Na campanha eleitoral presidencial de 2019, o então candidato Jair Bolsonaro prometia, geralmente sob aplausos, a liberação da posse de armas a todos os brasileiros “de bem”, popularizando com suas próprias mãos, o gesto de uma arma apontada para cima, para o delírio de seus seguidores. O gesto foi repetido por eleitores e políticos do partido à exaustão, como um símbolo contrário ao Estatuto do Desarmamento. Seria óbvio que a promessa se tornasse realidade, o que ocorreu, com rapidez, mas de maneira ainda mais radical do que o prometido com a publicação do Decreto nº 9.785, que regulamenta a posse, o porte e o comércio de armamentos, sendo este mais amplo do que imaginavam até mesmo os apoiadores do capitão reformado.
Primeiramente, na minha opinião e na de uma série de bons gestores em segurança pública, simplesmente liberar a utilização de armas não é política de segurança. Esse deve ser o primeiro ponto a ser observado, antes de qualquer posicionamento a favor ou contra a posse e porte de armas. Até porque ter uma arma na mão não garante segurança a ninguém.
O Decreto possui pontos até razoáveis, como a flexibilização da posse para moradores de propriedades em áreas rurais, que se encontram distantes da proteção policial do Estado, e hoje enfrentam uma realidade de violência e roubos sem precedentes em nossa história. O diagnóstico dessa realidade tem uma raiz óbvia em nosso país: o aumento da criminalidade recorrente e impune. O cidadão “de bem”, desarmado que está, tornou-se vítima fácil dos criminosos, que se aproveitam da ineficiência de nosso sistema punitivo para institucionalizar a criminalidade. Nessa realidade, os argumentos de quem defende o Decreto em questão, ganha enorme sentido, uma vez que em um claro contexto em que a violência tem raiz na forte criminalidade habitual, o direito de acesso às armas passa a ser um aliado para a sua contenção, criando no delinquente um fator de inibição às suas investidas, afinal, se o Estado não consegue impor temor suficiente no criminoso pelas punições que lhe cabe aplicar, torna-se adequado que este receie, ao menos, a possibilidade de reação de suas vítimas.
É aí que mora o perigo.
O Decreto é muito subjetivo quando detalha critérios para autorização e fiscalização da posse da arma de fogo, bem como deixa em aberto questões como: Qual a necessidade de se obter uma arma de fogo, o objetivo da aquisição e os parâmetros técnicos e psicológicos necessários para que seja utilizada de forma correta? Com base em quais critérios será estabelecida a quantidade por pessoa? E o perigo do desvio desse material, que pode ir parar nas mãos de criminosos? Quem vai se responsabilizar por todos esses riscos? Será que todos têm estrutura psicológica para portar de maneira sóbria uma pistola p.44 diante das adversidades do dia a dia?

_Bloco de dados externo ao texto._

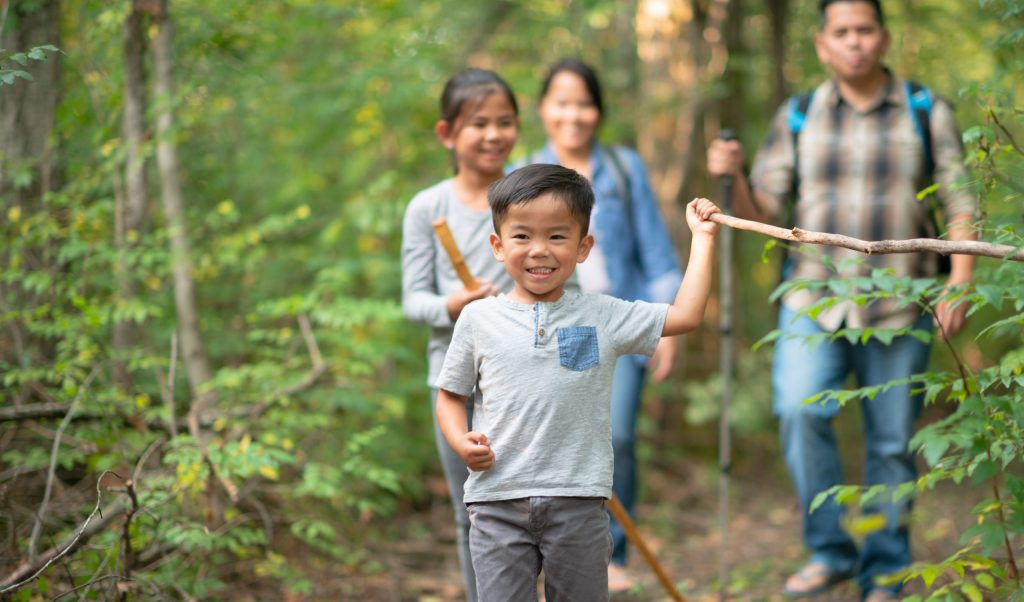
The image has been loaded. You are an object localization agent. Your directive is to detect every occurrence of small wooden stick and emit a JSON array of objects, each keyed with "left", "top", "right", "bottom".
[
  {"left": 608, "top": 494, "right": 686, "bottom": 601},
  {"left": 432, "top": 217, "right": 478, "bottom": 289}
]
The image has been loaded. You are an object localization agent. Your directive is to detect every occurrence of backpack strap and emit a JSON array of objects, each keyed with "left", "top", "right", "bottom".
[
  {"left": 601, "top": 145, "right": 632, "bottom": 214},
  {"left": 905, "top": 80, "right": 935, "bottom": 178},
  {"left": 787, "top": 91, "right": 814, "bottom": 137}
]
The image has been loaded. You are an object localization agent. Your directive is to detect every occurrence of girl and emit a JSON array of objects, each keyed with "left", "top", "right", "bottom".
[
  {"left": 518, "top": 58, "right": 683, "bottom": 592},
  {"left": 400, "top": 67, "right": 520, "bottom": 602}
]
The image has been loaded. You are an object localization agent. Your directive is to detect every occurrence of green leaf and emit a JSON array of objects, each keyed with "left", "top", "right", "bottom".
[
  {"left": 961, "top": 582, "right": 983, "bottom": 602},
  {"left": 921, "top": 436, "right": 950, "bottom": 467},
  {"left": 970, "top": 459, "right": 998, "bottom": 485}
]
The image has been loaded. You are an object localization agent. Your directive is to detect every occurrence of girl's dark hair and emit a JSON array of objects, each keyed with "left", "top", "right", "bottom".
[
  {"left": 538, "top": 58, "right": 604, "bottom": 118},
  {"left": 489, "top": 164, "right": 594, "bottom": 237},
  {"left": 439, "top": 67, "right": 519, "bottom": 126},
  {"left": 819, "top": 0, "right": 884, "bottom": 28}
]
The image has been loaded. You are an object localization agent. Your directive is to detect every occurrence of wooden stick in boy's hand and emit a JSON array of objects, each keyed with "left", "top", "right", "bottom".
[{"left": 432, "top": 218, "right": 478, "bottom": 290}]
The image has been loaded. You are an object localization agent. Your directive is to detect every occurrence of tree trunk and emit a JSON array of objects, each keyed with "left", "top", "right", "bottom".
[
  {"left": 0, "top": 0, "right": 63, "bottom": 205},
  {"left": 766, "top": 0, "right": 789, "bottom": 108},
  {"left": 151, "top": 0, "right": 214, "bottom": 417},
  {"left": 718, "top": 0, "right": 745, "bottom": 136},
  {"left": 0, "top": 0, "right": 63, "bottom": 403},
  {"left": 113, "top": 2, "right": 151, "bottom": 390}
]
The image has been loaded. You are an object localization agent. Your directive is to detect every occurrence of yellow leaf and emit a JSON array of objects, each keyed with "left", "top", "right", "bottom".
[
  {"left": 7, "top": 206, "right": 21, "bottom": 222},
  {"left": 135, "top": 393, "right": 150, "bottom": 409},
  {"left": 217, "top": 200, "right": 235, "bottom": 215},
  {"left": 258, "top": 464, "right": 279, "bottom": 481},
  {"left": 294, "top": 204, "right": 310, "bottom": 219},
  {"left": 100, "top": 138, "right": 121, "bottom": 157},
  {"left": 213, "top": 417, "right": 227, "bottom": 432},
  {"left": 848, "top": 513, "right": 887, "bottom": 536},
  {"left": 240, "top": 434, "right": 252, "bottom": 452}
]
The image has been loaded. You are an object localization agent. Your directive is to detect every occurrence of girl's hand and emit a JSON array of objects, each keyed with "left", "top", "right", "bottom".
[
  {"left": 686, "top": 197, "right": 720, "bottom": 236},
  {"left": 446, "top": 279, "right": 499, "bottom": 321},
  {"left": 459, "top": 432, "right": 495, "bottom": 471}
]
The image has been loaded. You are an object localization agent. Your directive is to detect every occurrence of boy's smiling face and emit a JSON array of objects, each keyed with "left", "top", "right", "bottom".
[{"left": 489, "top": 192, "right": 593, "bottom": 304}]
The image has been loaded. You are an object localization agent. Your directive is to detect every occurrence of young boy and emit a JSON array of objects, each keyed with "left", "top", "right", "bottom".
[{"left": 435, "top": 163, "right": 719, "bottom": 600}]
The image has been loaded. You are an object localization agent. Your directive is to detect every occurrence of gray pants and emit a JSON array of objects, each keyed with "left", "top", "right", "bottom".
[
  {"left": 468, "top": 497, "right": 611, "bottom": 602},
  {"left": 431, "top": 388, "right": 477, "bottom": 602}
]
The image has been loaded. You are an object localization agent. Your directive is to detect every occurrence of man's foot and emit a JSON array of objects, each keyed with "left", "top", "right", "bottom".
[
  {"left": 608, "top": 563, "right": 636, "bottom": 593},
  {"left": 783, "top": 562, "right": 854, "bottom": 598},
  {"left": 864, "top": 589, "right": 899, "bottom": 602}
]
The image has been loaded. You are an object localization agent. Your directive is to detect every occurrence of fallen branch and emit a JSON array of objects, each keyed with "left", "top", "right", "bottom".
[
  {"left": 709, "top": 213, "right": 1024, "bottom": 262},
  {"left": 1, "top": 472, "right": 127, "bottom": 593}
]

Ou seja, uma coisa é permitir a possibilidade de ter uma arma, mas com requisitos técnicos bem definidos, com a demonstração clara e objetiva da necessidade da utilização. Outra é admitir que qualquer cidadão adquira a sua e faça uso. Isso, na minha opinião, poderá trazer ainda mais insegurança para a população, que ficará ainda mais exposta. Não há dúvidas de que essa permissividade indiscriminada é uma tragédia anunciada.
A questão da segurança pública é grave e urgente, precisa ser amplamente debatida e deve envolver toda a sociedade, sem que nos deixemos levar por argumentos emotivos. Não se resolve problemas complexos com respostas simples.